Moins connu du grand public et plus discret, cet avocat expérimenté est spécialisé dans l’antitrust. L’avocat a par exemple représenté de petites sociétés dans le cadre de litiges les opposant à Apple ou Google. Celui qui revendiquait être l’un des juristes de référence du droit de la concurrence dans le secteur des technologies avait lancé l’an passé son propre cabinet. Mais il devrait prochainement changer de fonction. Cet été, l’administration Biden a annoncé l’avoir choisi pour le poste stratégique de procureur général adjoint de la division antitrust du département de la Justice. Il vient d’être auditionné par la commission judiciaire du Sénat. Un préalable à sa future nomination. 

« Le chemin va être long pour que cela se traduise concrètement. »

Au fond, si l’on résume, avec ces différentes nominations, Joe Biden a montré ses cartes, résume Joëlle Toledano.
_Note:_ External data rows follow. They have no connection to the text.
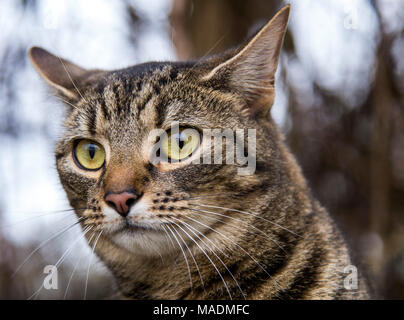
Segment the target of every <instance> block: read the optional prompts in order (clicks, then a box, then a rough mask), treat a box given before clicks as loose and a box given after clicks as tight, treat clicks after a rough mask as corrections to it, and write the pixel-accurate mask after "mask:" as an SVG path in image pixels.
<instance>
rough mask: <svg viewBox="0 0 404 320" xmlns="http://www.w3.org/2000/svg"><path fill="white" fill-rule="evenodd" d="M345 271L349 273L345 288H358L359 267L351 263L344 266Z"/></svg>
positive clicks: (347, 277)
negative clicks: (351, 264) (357, 267)
mask: <svg viewBox="0 0 404 320" xmlns="http://www.w3.org/2000/svg"><path fill="white" fill-rule="evenodd" d="M344 273H345V274H348V275H347V276H346V277H345V278H344V288H345V289H347V290H356V289H358V269H357V268H356V267H355V266H352V265H349V266H346V267H345V268H344Z"/></svg>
C’est formidable, mais ce n’est que le début, car le chemin va être long pour que cela se traduise concrètement, même s’il s’agit d’un des sujets où les républicains et les démocrates sont le plus en phase pour dire qu’il y a bien un problème.”

Feu de paille ou révolution : il faudra donc attendre encore un peu pour voir l’ampleur réelle du virage pris par l’administration Biden face aux Gafam.